Discussion in 'Trading' started by vladiator, Dec 13, 2002.
talk about contrarian investing...
Almost got my butt kicked, but ended up in the green...
Tried to short UAL all day, unable; anywhere from 1K to 5k shares, at prices ranging from 1.75-1.90??!! Using Fidelity
Sure was a heavy amount of their shares being traded...
PS Cramer had a piece on RM tonight re UAL
UAL's Shares Look More Like Lottery Tickets
By James J. Cramer
12/13/2002 02:35 PM EST
Click here for more stories by James J. Cramer
People gamble, and you can't stop them from gambling. It is human nature. Some gambling games, though, are simply luck. It doesn't seem like luck while it's happening, but it is certainly happening.
It's the same, sometimes, with stocks. The common stock of UAL (UAL:NYSE - news - commentary - research - analysis), the parent of United Airlines, for example, shouldn't be at $2. It shouldn't be at a dollar. It is at $2 because it wasn't canceled, which I argue it should be. It has doubled this week. If you bought it, you got lucky. There was nothing else to it. So many hedge fund managers shorted this stock without first getting a "borrow" that brokerages are "buying in" customers.
Let me explain how that works. Let's start with the supposition that the stock is worthless. We know that it is worthless, because this company's assets now belong to the lenders. There is no doubt about that. The lenders will not allow the common stock to survive, because they now own the company. And there is nothing the common stock's holders can do about it.
So if the common stock is worthless, why isn't it going down? Because so many people know it is worthless that they have sold it short -- too many people. You don't have to own the stock to short it, but the buyers still get something. You have to provide them with stock borrowed from someone else. Right now, though, brokers can't find any stock to borrow for you. So you sell it short, and then they come right back and buy it in when they can't find any stock to deliver to the real buyers.
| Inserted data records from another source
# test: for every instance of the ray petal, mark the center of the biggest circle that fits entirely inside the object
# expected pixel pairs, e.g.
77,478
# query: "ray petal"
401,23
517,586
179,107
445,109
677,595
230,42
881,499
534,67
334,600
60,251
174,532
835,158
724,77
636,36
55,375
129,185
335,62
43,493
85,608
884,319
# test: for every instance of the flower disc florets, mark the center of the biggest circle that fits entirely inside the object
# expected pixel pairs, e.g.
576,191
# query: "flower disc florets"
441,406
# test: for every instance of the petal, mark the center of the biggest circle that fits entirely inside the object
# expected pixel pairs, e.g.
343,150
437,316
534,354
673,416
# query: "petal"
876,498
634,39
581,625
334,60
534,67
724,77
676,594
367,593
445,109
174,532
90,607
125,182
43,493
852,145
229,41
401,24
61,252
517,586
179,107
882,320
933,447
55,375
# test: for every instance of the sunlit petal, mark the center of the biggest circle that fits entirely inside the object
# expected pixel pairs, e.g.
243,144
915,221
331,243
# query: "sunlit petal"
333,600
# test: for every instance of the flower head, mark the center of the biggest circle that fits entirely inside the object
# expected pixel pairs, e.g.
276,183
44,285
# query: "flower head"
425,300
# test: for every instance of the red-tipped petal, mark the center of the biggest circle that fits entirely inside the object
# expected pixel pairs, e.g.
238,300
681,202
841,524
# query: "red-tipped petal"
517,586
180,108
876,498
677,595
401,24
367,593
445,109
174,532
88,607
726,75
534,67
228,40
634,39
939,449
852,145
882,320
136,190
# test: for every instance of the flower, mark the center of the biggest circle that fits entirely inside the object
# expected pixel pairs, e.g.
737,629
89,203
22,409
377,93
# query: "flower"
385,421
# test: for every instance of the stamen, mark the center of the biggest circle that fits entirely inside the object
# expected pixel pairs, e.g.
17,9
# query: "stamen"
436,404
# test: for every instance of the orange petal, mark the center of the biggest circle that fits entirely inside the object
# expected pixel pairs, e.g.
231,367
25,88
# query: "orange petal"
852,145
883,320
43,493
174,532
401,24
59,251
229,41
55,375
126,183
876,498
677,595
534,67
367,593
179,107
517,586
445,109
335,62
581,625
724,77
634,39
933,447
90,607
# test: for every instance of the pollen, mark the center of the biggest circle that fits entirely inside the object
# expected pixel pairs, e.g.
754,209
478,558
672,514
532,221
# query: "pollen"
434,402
This can go on either until sellers materialize -- and the employees should do everything they can to get the stock they own freely traded so they can dump it -- or until it is canceled.
But we have no idea how long that process will take.
In the interim, everyone who bought the stock will feel as if they are geniuses. If you did it, congratulations. You got lucky. You hit the lottery. Don't let the lottery compound. Take it off the table, because you don't deserve the win. It is only because the market isn't working well that you are profitable. That will end, and if you don't sell, you will give it back.
Because UAL's stock is worthless.
I normally don't trade stocks like UAL ... basically worthless stocks that are caught in a vicious, technical short squeeze, but today I was forced to because I was holding Dec 2.5 puts and I needed to buy in to hedge my puts, which were losing value with every tick.
It wasn't actually as bad as I thought. UAL was easy to get in and out of, fills were instantaneous.
Funny how everyone agrees this stock is worthless yet it closed at 1.75 or so. Next week should be equally interesting. Hope it just crashes so I can just bank on my Dec 2.5 puts, but I know it's not that easy, and I'll probably have to go long again.
ELK GROVE VILLAGE, Ill. (Reuters) - UAL Corp. the parent company of United Airlines, said it secured a bankruptcy court order to prevent holders of large stakes in the airline from selling or transferring their holdings.
The Elk Grove Village, Illinois company said in a written statement that the order applies to entities that hold $65 million or more in claims against UAL or 2.5 million shares or more of the company's stock.
UAL said the court order, in effect until a Dec. 30 hearing to reconsider its appropriateness, would help preserve its current operating losses.
UAL Spokesman Jeff Green said State Street Bank and Trust, its employee stock ownership adviser, will not be able to sell its UAL shares because of the order, which was entered in the court on Tuesday.
State Street raised concerns by United employees, who own 55 percent of the company, when it said in a regulatory filing in late October that it might sell up to a fifth of its UAL shares.